Nice plugin, Jesse! I think this will be a great addition to the default modes.

“Schedule” sure rings the right bells for me, and it would seem to read better in the resulting plain text headings.

Brilliant idea and plugin Jesse. As for the new name for the current timer mode, maybe something akin to interval timer, timed steps.

Thanks Jesse—I was thinking of requesting a stopwatch mode! Do you think people wild find it useful to also have the time stamp, in addition to the total time? For example, if I worked 35 minutes on a project, stopping the watch would give me “35 min (Jun 16, 2014 6:00:00 AM – Jun 16, 2014 6:35:00 AM)”. That may be too much for the purposes of this stopwatch, but might be useful.

@sjs43b Good idea, I think that makes a lot of sense, I’ll try to add it in next release.

Very excited about this; I would most certainly use it. I also agree with @sjs43b about having the option for a timestamp.

Even more useful to me would be the ability to append the stopwatch functionality to the todo lists. I realize that the “modes” don’t currently combine, but those are the kinds of things I’d like to track. How difficult would it be to sum the times across multiple items or show the total time of items under a heading, for example?

@jafish

Not sure if this is what you want, but you can insert a stopwatch inside your todo list like this:

my.todo
	- one
	- two
		.stopwatch
		- 2 seconds
	- three

Thanks Jesse—This definitely works. I’ve been using a timestamp before the “.stopwatch” (e.g., 8:25 AM.stopwatch), so that I know when I started.

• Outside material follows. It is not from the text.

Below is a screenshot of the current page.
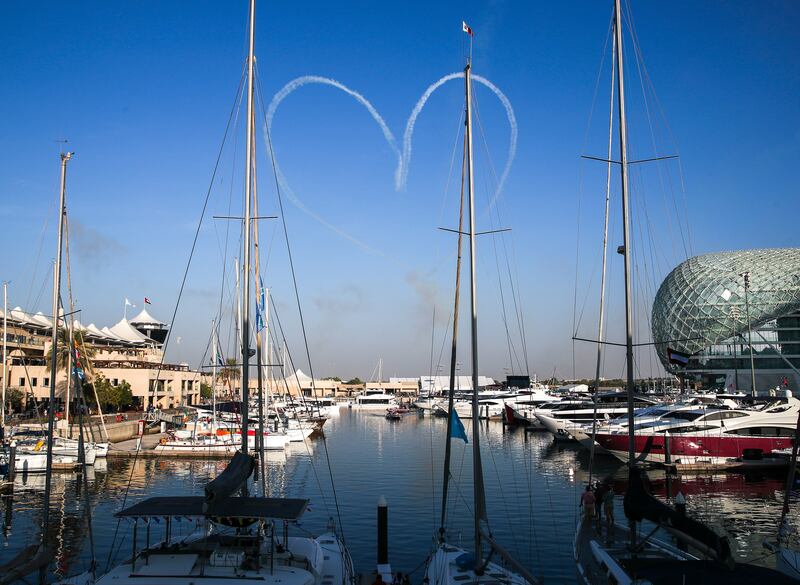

That does help, but I was hoping for functionality akin to OmniOutliner’s “summary type” for its columns. On a per-node basis, I’d like to be able to ask FoldingText to include a sum of the stopwatches of the nodes below (if there are any) to answer: How much time have I spent on this task/project/node?

Is this something that could/should be done with a plugin?

The stopwatch feature is awesome! I’m using it every day to allocate time to 1-3-5 priorities. Is there any way to run a daily summary of how much time was spent on each “stopwatch”/priority and add up total time spent?